Carter, M. R., and T. J. Lybbert. 2002. “Consumption versus Asset Smoothing: Testing the Implications of Poverty Trap Theory in Burkina Faso.” Journal of Development Economics 99: 255–64.
https://www.sciencedirect.com/science/article/pii/S0304387812000077

Hoddinott, J. 2006. “Shocks and Their Consequences across and Within Households in Rural Zimbabwe.” Journal of Development Studies 42 (2): 301–21.
https://www.tandfonline.com/doi/abs/10.1080/00220380500405501

Huang, Y. 1998. Agricultural Reform in China: Getting Institutions Right. Cambridge, UK: Cambridge University Press.

Huang, J., and S. Rozelle. 2002. “The Nature of Distortions to Agricultural Incentives in China and Implications of WTO Accession.” Working Paper No. 02-006, University of California, Davis, Department of Agricultural and Resource Economics, Davis, CA.

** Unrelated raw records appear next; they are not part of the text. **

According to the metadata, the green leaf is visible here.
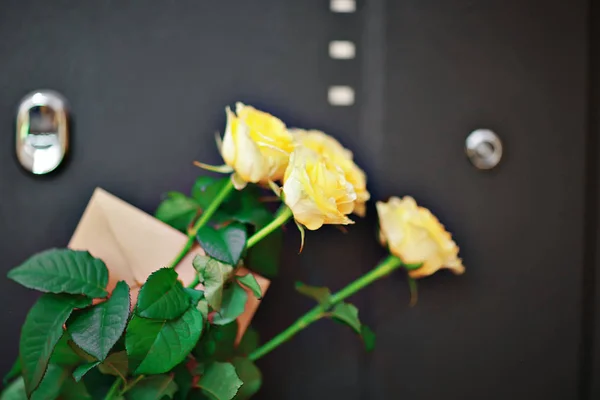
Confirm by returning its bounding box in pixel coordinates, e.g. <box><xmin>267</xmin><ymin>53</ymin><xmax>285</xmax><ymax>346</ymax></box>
<box><xmin>98</xmin><ymin>351</ymin><xmax>129</xmax><ymax>379</ymax></box>
<box><xmin>223</xmin><ymin>185</ymin><xmax>273</xmax><ymax>229</ymax></box>
<box><xmin>235</xmin><ymin>274</ymin><xmax>262</xmax><ymax>300</ymax></box>
<box><xmin>232</xmin><ymin>357</ymin><xmax>262</xmax><ymax>400</ymax></box>
<box><xmin>31</xmin><ymin>364</ymin><xmax>69</xmax><ymax>400</ymax></box>
<box><xmin>136</xmin><ymin>268</ymin><xmax>190</xmax><ymax>319</ymax></box>
<box><xmin>198</xmin><ymin>362</ymin><xmax>243</xmax><ymax>400</ymax></box>
<box><xmin>194</xmin><ymin>321</ymin><xmax>239</xmax><ymax>363</ymax></box>
<box><xmin>331</xmin><ymin>303</ymin><xmax>361</xmax><ymax>335</ymax></box>
<box><xmin>244</xmin><ymin>228</ymin><xmax>283</xmax><ymax>278</ymax></box>
<box><xmin>192</xmin><ymin>255</ymin><xmax>233</xmax><ymax>310</ymax></box>
<box><xmin>183</xmin><ymin>288</ymin><xmax>204</xmax><ymax>306</ymax></box>
<box><xmin>59</xmin><ymin>377</ymin><xmax>92</xmax><ymax>400</ymax></box>
<box><xmin>73</xmin><ymin>361</ymin><xmax>100</xmax><ymax>382</ymax></box>
<box><xmin>126</xmin><ymin>375</ymin><xmax>177</xmax><ymax>400</ymax></box>
<box><xmin>173</xmin><ymin>362</ymin><xmax>194</xmax><ymax>400</ymax></box>
<box><xmin>79</xmin><ymin>366</ymin><xmax>115</xmax><ymax>400</ymax></box>
<box><xmin>19</xmin><ymin>293</ymin><xmax>91</xmax><ymax>394</ymax></box>
<box><xmin>197</xmin><ymin>223</ymin><xmax>247</xmax><ymax>265</ymax></box>
<box><xmin>360</xmin><ymin>325</ymin><xmax>375</xmax><ymax>352</ymax></box>
<box><xmin>196</xmin><ymin>299</ymin><xmax>208</xmax><ymax>320</ymax></box>
<box><xmin>0</xmin><ymin>377</ymin><xmax>27</xmax><ymax>400</ymax></box>
<box><xmin>125</xmin><ymin>308</ymin><xmax>203</xmax><ymax>375</ymax></box>
<box><xmin>154</xmin><ymin>192</ymin><xmax>200</xmax><ymax>232</ymax></box>
<box><xmin>212</xmin><ymin>283</ymin><xmax>248</xmax><ymax>325</ymax></box>
<box><xmin>67</xmin><ymin>281</ymin><xmax>131</xmax><ymax>361</ymax></box>
<box><xmin>2</xmin><ymin>356</ymin><xmax>21</xmax><ymax>386</ymax></box>
<box><xmin>296</xmin><ymin>282</ymin><xmax>331</xmax><ymax>307</ymax></box>
<box><xmin>237</xmin><ymin>326</ymin><xmax>260</xmax><ymax>356</ymax></box>
<box><xmin>8</xmin><ymin>249</ymin><xmax>108</xmax><ymax>297</ymax></box>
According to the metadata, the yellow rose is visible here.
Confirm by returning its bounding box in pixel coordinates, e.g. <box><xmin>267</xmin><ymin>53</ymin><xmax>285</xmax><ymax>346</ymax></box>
<box><xmin>283</xmin><ymin>146</ymin><xmax>356</xmax><ymax>230</ymax></box>
<box><xmin>291</xmin><ymin>129</ymin><xmax>371</xmax><ymax>217</ymax></box>
<box><xmin>377</xmin><ymin>196</ymin><xmax>465</xmax><ymax>278</ymax></box>
<box><xmin>220</xmin><ymin>103</ymin><xmax>294</xmax><ymax>189</ymax></box>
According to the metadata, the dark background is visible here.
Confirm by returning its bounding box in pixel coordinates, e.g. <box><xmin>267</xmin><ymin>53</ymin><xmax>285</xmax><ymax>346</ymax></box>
<box><xmin>0</xmin><ymin>0</ymin><xmax>600</xmax><ymax>400</ymax></box>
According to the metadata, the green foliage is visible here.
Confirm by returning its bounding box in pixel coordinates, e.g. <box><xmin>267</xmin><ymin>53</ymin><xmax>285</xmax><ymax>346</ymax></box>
<box><xmin>198</xmin><ymin>362</ymin><xmax>243</xmax><ymax>400</ymax></box>
<box><xmin>235</xmin><ymin>274</ymin><xmax>262</xmax><ymax>300</ymax></box>
<box><xmin>125</xmin><ymin>308</ymin><xmax>203</xmax><ymax>375</ymax></box>
<box><xmin>73</xmin><ymin>361</ymin><xmax>100</xmax><ymax>382</ymax></box>
<box><xmin>8</xmin><ymin>249</ymin><xmax>108</xmax><ymax>298</ymax></box>
<box><xmin>125</xmin><ymin>375</ymin><xmax>177</xmax><ymax>400</ymax></box>
<box><xmin>296</xmin><ymin>282</ymin><xmax>331</xmax><ymax>307</ymax></box>
<box><xmin>328</xmin><ymin>303</ymin><xmax>375</xmax><ymax>351</ymax></box>
<box><xmin>59</xmin><ymin>378</ymin><xmax>93</xmax><ymax>400</ymax></box>
<box><xmin>244</xmin><ymin>224</ymin><xmax>283</xmax><ymax>278</ymax></box>
<box><xmin>212</xmin><ymin>283</ymin><xmax>248</xmax><ymax>325</ymax></box>
<box><xmin>232</xmin><ymin>357</ymin><xmax>262</xmax><ymax>400</ymax></box>
<box><xmin>2</xmin><ymin>357</ymin><xmax>21</xmax><ymax>386</ymax></box>
<box><xmin>196</xmin><ymin>223</ymin><xmax>247</xmax><ymax>265</ymax></box>
<box><xmin>31</xmin><ymin>364</ymin><xmax>69</xmax><ymax>400</ymax></box>
<box><xmin>154</xmin><ymin>192</ymin><xmax>200</xmax><ymax>232</ymax></box>
<box><xmin>136</xmin><ymin>268</ymin><xmax>190</xmax><ymax>319</ymax></box>
<box><xmin>0</xmin><ymin>377</ymin><xmax>27</xmax><ymax>400</ymax></box>
<box><xmin>19</xmin><ymin>293</ymin><xmax>91</xmax><ymax>394</ymax></box>
<box><xmin>331</xmin><ymin>303</ymin><xmax>361</xmax><ymax>335</ymax></box>
<box><xmin>183</xmin><ymin>288</ymin><xmax>204</xmax><ymax>306</ymax></box>
<box><xmin>193</xmin><ymin>255</ymin><xmax>233</xmax><ymax>310</ymax></box>
<box><xmin>98</xmin><ymin>351</ymin><xmax>129</xmax><ymax>378</ymax></box>
<box><xmin>67</xmin><ymin>280</ymin><xmax>131</xmax><ymax>361</ymax></box>
<box><xmin>360</xmin><ymin>325</ymin><xmax>375</xmax><ymax>352</ymax></box>
<box><xmin>236</xmin><ymin>326</ymin><xmax>260</xmax><ymax>356</ymax></box>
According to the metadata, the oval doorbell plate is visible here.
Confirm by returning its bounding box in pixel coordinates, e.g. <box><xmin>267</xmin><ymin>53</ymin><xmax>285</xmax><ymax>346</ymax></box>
<box><xmin>16</xmin><ymin>90</ymin><xmax>69</xmax><ymax>175</ymax></box>
<box><xmin>465</xmin><ymin>129</ymin><xmax>502</xmax><ymax>169</ymax></box>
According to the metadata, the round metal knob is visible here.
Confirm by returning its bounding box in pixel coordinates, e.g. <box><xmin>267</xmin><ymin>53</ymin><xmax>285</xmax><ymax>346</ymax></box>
<box><xmin>465</xmin><ymin>129</ymin><xmax>502</xmax><ymax>169</ymax></box>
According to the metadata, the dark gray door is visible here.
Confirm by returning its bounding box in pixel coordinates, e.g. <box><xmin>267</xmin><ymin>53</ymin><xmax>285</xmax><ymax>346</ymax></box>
<box><xmin>0</xmin><ymin>0</ymin><xmax>598</xmax><ymax>400</ymax></box>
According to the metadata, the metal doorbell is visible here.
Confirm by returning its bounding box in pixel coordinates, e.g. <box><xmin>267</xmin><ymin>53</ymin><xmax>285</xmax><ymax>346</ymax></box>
<box><xmin>16</xmin><ymin>90</ymin><xmax>69</xmax><ymax>175</ymax></box>
<box><xmin>465</xmin><ymin>129</ymin><xmax>502</xmax><ymax>169</ymax></box>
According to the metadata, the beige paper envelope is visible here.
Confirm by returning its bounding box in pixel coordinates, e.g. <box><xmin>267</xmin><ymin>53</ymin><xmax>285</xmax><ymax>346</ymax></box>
<box><xmin>69</xmin><ymin>188</ymin><xmax>270</xmax><ymax>339</ymax></box>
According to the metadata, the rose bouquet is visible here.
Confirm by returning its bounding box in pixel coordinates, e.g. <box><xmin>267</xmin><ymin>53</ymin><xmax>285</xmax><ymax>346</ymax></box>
<box><xmin>1</xmin><ymin>103</ymin><xmax>464</xmax><ymax>400</ymax></box>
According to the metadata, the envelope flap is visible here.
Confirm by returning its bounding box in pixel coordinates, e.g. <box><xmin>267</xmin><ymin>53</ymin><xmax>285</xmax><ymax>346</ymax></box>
<box><xmin>68</xmin><ymin>189</ymin><xmax>135</xmax><ymax>290</ymax></box>
<box><xmin>100</xmin><ymin>191</ymin><xmax>187</xmax><ymax>282</ymax></box>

Huang, J., S. Rozelle, R. Ha, and N. Li. 2002. “China’s Rice Economy and Policy: Supply, Demand, and Trade in the 21st Century.” In Developments in the Asian Rice Economy. Edited by M. Sombilla, M. Hossain, and B. Hardy. Manila: International Rice Research Institute.

Janzen, S. A., and M. R. Carter. 2013. “After the Drought: The Impact of Microinsurance on Consumption Smoothing and Asset Protection.” NBER Working Paper No. 19702, National Bureau of Economic Research, Cambridge, MA. http://www.nber.org/papers/w19702

Leight, J.  2018. “The Impact of Positive Income Shocks on Rural Chinese Households.” Forthcoming. World Bank Economic Review. https://academic.oup.com/wber/advance-article-abstract/doi/10.1093/wber/lhy008/5035667?redirectedFrom=fulltext

Sicular, T. 1995. “Redefining State, Plan and Market: China’s Reforms in Agricultural Commerce.” China Quarterly 144: 1020–46. https://www.cambridge.org/core/journals/china-quarterly/article/redefining-state-plan-and-market-chinas-reforms-in-agricultural-commerce/A231412CA0D995275A3B9C59BC50061A

Wang, D., J. Huang, D. A. Sumner, and S. D. Rozelle, 2003. “Quotas and Grain Production in China.” In Agricultural Trade and Policy in China. Edited by S. Rozelle and D.A. Sumner. Burlington, VT: Ashgate.